One high-profile former lobbyist with experience at some of K Street's largest operations explained why, requesting anonymity to be able to speak freely.

"The first roadblock would be the originating attorney or lobbyist. If you bring in $100k a month [on a] contract, you are going to be pretty defensive about any new matters that could even come close to pissing off a contract of that size," the former lobbyist told HuffPost in an email.

Even if others in the firm eventually win the debate, he continued, the question of the potential new client would then have to be raised with the standing client.

"That's never a fun thing to undergo," he wrote, and it's unlikely that firms would even raise the prospect of representing an entity their valuable clients dislike unless the two share some kind of narrow interest.

So were a firm to have a lucrative contract with, say, Saudi Arabia, it's simply more likely to seek new business with folks Riyadh approves of -- or even with entities that are connected to Riyadh, like state-owned companies.

The rule, the former lobbyist told HuffPost, is "take the low-lying fruit and avoid the tough ask/conflict."

That kind of thinking makes it nearly impossible for many of Washington's most effective lobbying firms to consider working with clients like domestic dissidents in the Arab Gulf states, even if they somehow could pay for such representation.

This logic is not legally required, according to Lydia Dennett, who tracks foreign influence in the U.S. for the Project On Government Oversight. But it appears to make a difference by making clear to opponents of the Gulf regimes (and, for that matter, other big foreign spenders) that they are unlikely to find an in on K Street. A POGO analysis of foreign influence between 2009 and 2012 unearthed no instances of lobbying firms dealing with conflicts between standing clients and potential new ones, Dennett told HuffPost in an email.

Groups that want to see U.S. policy force greater progress on human rights in the Gulf are well aware that the cards are stacked against them.

Kate Kizer, the government relations officer at Americans for Democracy and Human Rights in Bahrain, described the situation she faces when advocating in Washington for steps the Bahraini government dislikes.

"Relative to its size, Bahrain has punched above its weight in the PR & lobbying game; some estimates have their spending on public relations at more than $32M since the uprising in 2011," Kizer told HuffPost. She said the lobbying and public relations that Bahrain purchased appeared to have won its government triumphs even though it has yet to meet promises about integrating popular dissent following protests it brutally crushed in 2011.

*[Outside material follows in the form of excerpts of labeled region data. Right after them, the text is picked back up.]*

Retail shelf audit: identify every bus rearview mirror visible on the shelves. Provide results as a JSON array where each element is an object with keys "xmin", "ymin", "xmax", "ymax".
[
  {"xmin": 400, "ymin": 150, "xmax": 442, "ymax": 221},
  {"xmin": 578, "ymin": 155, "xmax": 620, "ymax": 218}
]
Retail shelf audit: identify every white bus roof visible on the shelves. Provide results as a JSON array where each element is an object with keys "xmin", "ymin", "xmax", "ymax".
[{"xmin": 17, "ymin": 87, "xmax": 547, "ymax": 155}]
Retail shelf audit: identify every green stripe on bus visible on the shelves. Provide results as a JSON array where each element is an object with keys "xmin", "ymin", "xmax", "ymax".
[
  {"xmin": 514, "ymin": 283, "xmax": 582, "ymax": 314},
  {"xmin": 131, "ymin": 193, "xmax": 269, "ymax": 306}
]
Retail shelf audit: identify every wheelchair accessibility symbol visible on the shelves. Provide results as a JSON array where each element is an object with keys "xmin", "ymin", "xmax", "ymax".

Kizer pointed specifically to the Obama administration's June announcement that it would once again sell Bahrain heavy weaponry and weapons that can be used to suppress public protests. Al-Monitor called that development and recent U.S. pledges to further arm Bahrain against Iranian influence signs that Washington had "turn[ed] [the] page on Bahrain's crackdown."

For critics of Gulf policy who can't match the investments that make such victories possible, the focus turns to making effective arguments, Kizer said. That includes showing U.S. officials that the human rights situation in the region remains appalling, a strain for Gulf citizens that drives some to extremism and poses a risk for their countries' futures.

"Throwing money at these issues is not going to make them go away," Kizer wrote in an email to HuffPost. "As advocates for human rights and democracy, which have always been cornerstones of American values, we believe that policies built around these ideals will always win in the end."

Matt Ramos and Dayana Morales Gomez contributed reporting.